Ormanda yırtıcı hayvanlarla karşılaştığınızda ne yapıyorsunuz?
Ayıyla, kurtla, domuzla çok karşılaştım ben. Ama onlara zarar vermiyorum. Öncellikle hayvanı izlerim. Onun kendiliğinden gitmesini beklerim. Mesela dağ sincaplarını çok seviyorum. Bana gelsin diye fındık falan götürüyorum onlara. Ayrıca avcılık yapanları da kontrol ediyoruz. Yani orman sadece ağaçtan ibaret değil.
Bugüne kadar meslek hayatınızda muhakkak ki bir çok olayla karşılaştınız. Bunların içinden bir tanesini bize anlatabilir misiniz?

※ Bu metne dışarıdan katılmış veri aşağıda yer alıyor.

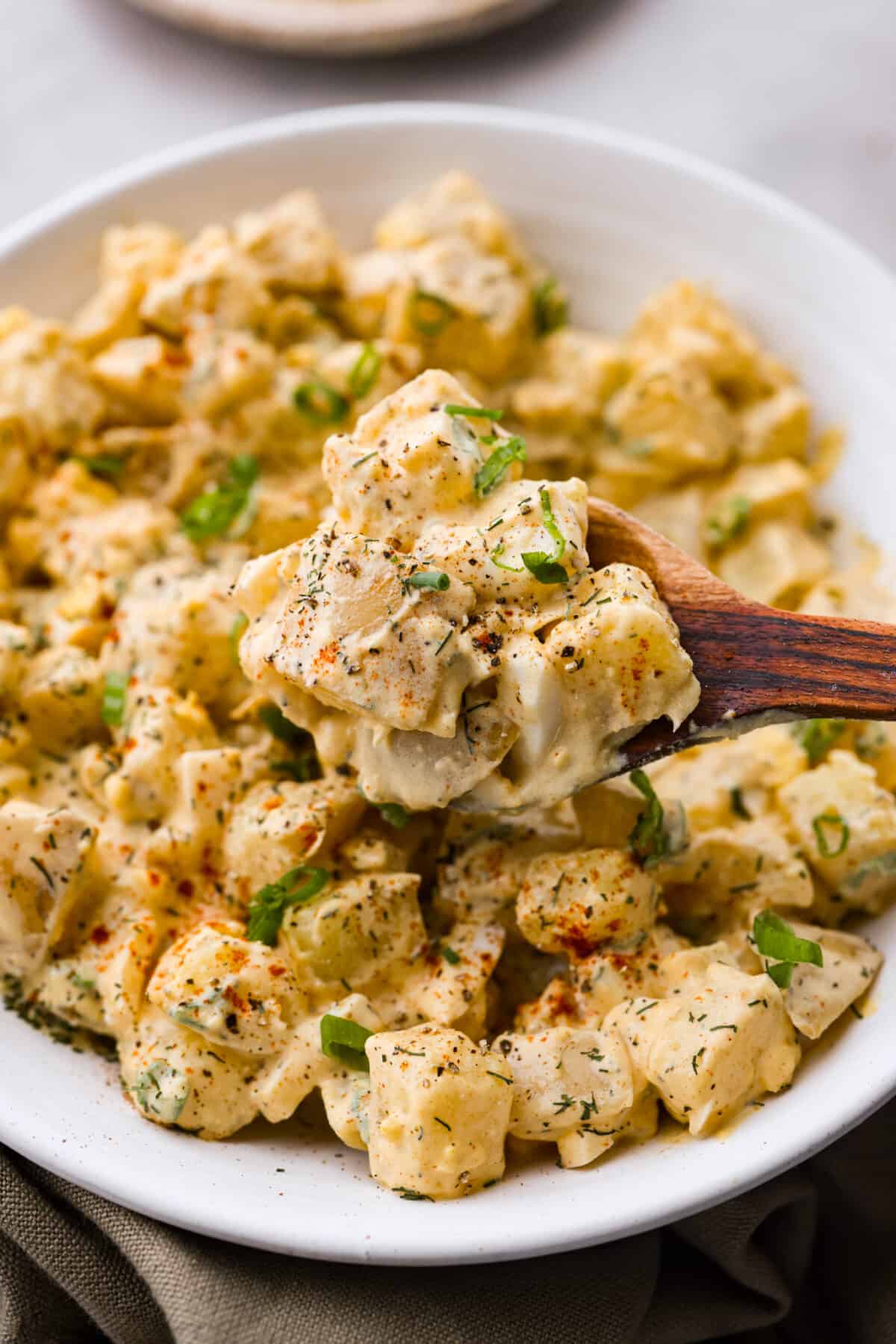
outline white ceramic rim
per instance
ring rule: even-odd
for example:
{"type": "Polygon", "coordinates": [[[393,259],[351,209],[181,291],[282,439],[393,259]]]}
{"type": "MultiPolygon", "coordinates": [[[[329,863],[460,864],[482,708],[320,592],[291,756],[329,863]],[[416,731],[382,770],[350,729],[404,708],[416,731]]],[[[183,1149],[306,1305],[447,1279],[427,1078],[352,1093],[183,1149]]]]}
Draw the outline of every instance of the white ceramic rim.
{"type": "Polygon", "coordinates": [[[129,0],[181,28],[271,51],[387,55],[482,36],[556,0],[129,0]]]}
{"type": "MultiPolygon", "coordinates": [[[[864,270],[868,282],[881,286],[884,292],[888,292],[892,296],[892,310],[896,313],[896,277],[881,262],[858,245],[850,242],[834,227],[823,223],[817,216],[768,188],[759,187],[737,173],[716,168],[692,155],[669,149],[650,140],[623,132],[590,126],[566,117],[473,103],[361,103],[351,108],[297,113],[287,117],[253,122],[246,126],[192,140],[184,145],[142,157],[129,167],[107,172],[91,183],[67,192],[55,202],[32,211],[24,219],[0,233],[0,261],[15,249],[39,239],[43,234],[54,230],[81,211],[90,210],[105,199],[114,198],[128,188],[146,183],[160,172],[214,159],[236,148],[259,146],[282,138],[313,137],[333,129],[371,126],[372,124],[380,128],[390,125],[406,128],[408,125],[420,128],[426,128],[426,125],[455,125],[458,128],[473,125],[513,132],[540,132],[560,138],[591,142],[634,159],[649,160],[666,168],[674,168],[680,173],[695,177],[705,185],[721,190],[728,196],[748,204],[754,211],[760,211],[770,218],[801,230],[803,234],[813,235],[815,242],[827,250],[833,265],[842,262],[844,266],[852,270],[864,270]]],[[[302,1255],[312,1259],[442,1266],[524,1259],[567,1250],[579,1250],[584,1246],[598,1245],[602,1241],[615,1241],[650,1231],[744,1193],[814,1156],[873,1114],[891,1097],[896,1095],[896,1068],[888,1071],[883,1067],[883,1060],[879,1060],[877,1070],[873,1074],[869,1070],[868,1077],[872,1077],[873,1081],[868,1087],[862,1087],[860,1093],[850,1095],[846,1090],[842,1090],[832,1097],[830,1110],[813,1114],[809,1125],[794,1129],[786,1137],[776,1136],[774,1159],[770,1160],[766,1152],[767,1140],[758,1141],[746,1157],[743,1153],[739,1153],[740,1163],[736,1172],[727,1172],[724,1176],[716,1176],[713,1180],[701,1184],[690,1199],[682,1198],[680,1187],[674,1181],[670,1181],[668,1187],[661,1184],[660,1188],[650,1189],[649,1199],[645,1200],[645,1207],[631,1211],[627,1216],[622,1215],[619,1224],[611,1232],[588,1230],[587,1219],[578,1215],[566,1232],[557,1231],[556,1226],[552,1227],[549,1239],[545,1239],[545,1230],[537,1223],[517,1223],[510,1227],[510,1219],[513,1218],[510,1212],[506,1234],[508,1236],[512,1235],[512,1245],[505,1246],[492,1236],[488,1246],[480,1245],[476,1249],[458,1247],[457,1234],[446,1236],[438,1219],[429,1222],[427,1214],[434,1206],[427,1204],[400,1204],[396,1207],[396,1216],[400,1208],[402,1218],[406,1219],[406,1226],[395,1243],[386,1249],[379,1247],[371,1251],[357,1245],[334,1246],[332,1236],[326,1234],[320,1235],[314,1227],[306,1230],[302,1245],[298,1247],[283,1238],[271,1235],[270,1228],[261,1223],[251,1227],[244,1226],[240,1222],[239,1210],[234,1210],[230,1216],[222,1216],[220,1206],[216,1206],[215,1214],[211,1216],[206,1210],[196,1207],[195,1199],[181,1191],[167,1192],[168,1198],[165,1202],[153,1199],[150,1195],[133,1198],[129,1196],[126,1189],[111,1191],[107,1184],[103,1184],[101,1163],[97,1163],[91,1171],[90,1168],[85,1169],[82,1164],[67,1163],[64,1157],[54,1156],[48,1159],[46,1144],[30,1136],[20,1125],[4,1116],[1,1110],[0,1141],[8,1144],[34,1163],[46,1167],[64,1179],[75,1181],[94,1193],[113,1199],[126,1208],[133,1208],[150,1218],[163,1219],[173,1226],[220,1241],[238,1242],[261,1250],[302,1255]],[[164,1208],[161,1207],[163,1203],[164,1208]]],[[[388,1195],[384,1198],[392,1199],[388,1195]]],[[[482,1199],[485,1196],[478,1198],[482,1199]]],[[[575,1200],[571,1200],[571,1203],[575,1203],[575,1200]]],[[[438,1210],[439,1206],[435,1206],[435,1208],[438,1210]]],[[[473,1219],[474,1223],[476,1219],[473,1219]]]]}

Bir gün ihbar geldi. Ekibimle hemen ihbara gittik. Kesilen ağaçları bulduk ama kamyonu bir türlü bulamıyoruz. Kamyonu hep kendi çevremizde arıyoruz tabi. ormana gittim. Dedim ki ben kamyonun lastik izlerine bakayım. Hiç unutmuyorum Koyulhisar’da bütün kamyoncuları tanıyordum da. Bütün kamyonları tek tek gezdim. Hiçbirinde öyle bir lastik yok. Meğer Koyunhisar’a başka bir yerden bir kamyon gelmiş. Benzin istasyonunda yabancı bir kamyon gördüm. Hemen ilk işim lastiğine bakmak oldu. Lastiğin şeklinden anladım onun olduğunu. Ekiple beraber kamyonun peşine düştük, önünü kesmeye çalışıyoruz. Kamyondakiler de manevralarla kaçmaya çalışıyor. Sonra kamyondaki adamlar, kamyonun üzerine çıktı. Bizim üzerimize doğru tomrukları atmaya başladı. Ama pes etmedik. Sonunda kamyonu yakaladık. Yaşadığımız olay Amerikan filmlerindeki kovalamaca sahneleri gibiydi.
Son olarak Orman Haftası’nda ne gibi bir mesaj vermek istersiniz?
Vatandaşlarımız belirlenen yerler dışında ateş yakmasın. Biz vatandaşı uyardığımız zaman bazen farklı tepkiler verebiliyorlar. Ama bilsinler ki biz bu uyarıları orman varlığını koruma adına yapıyoruz.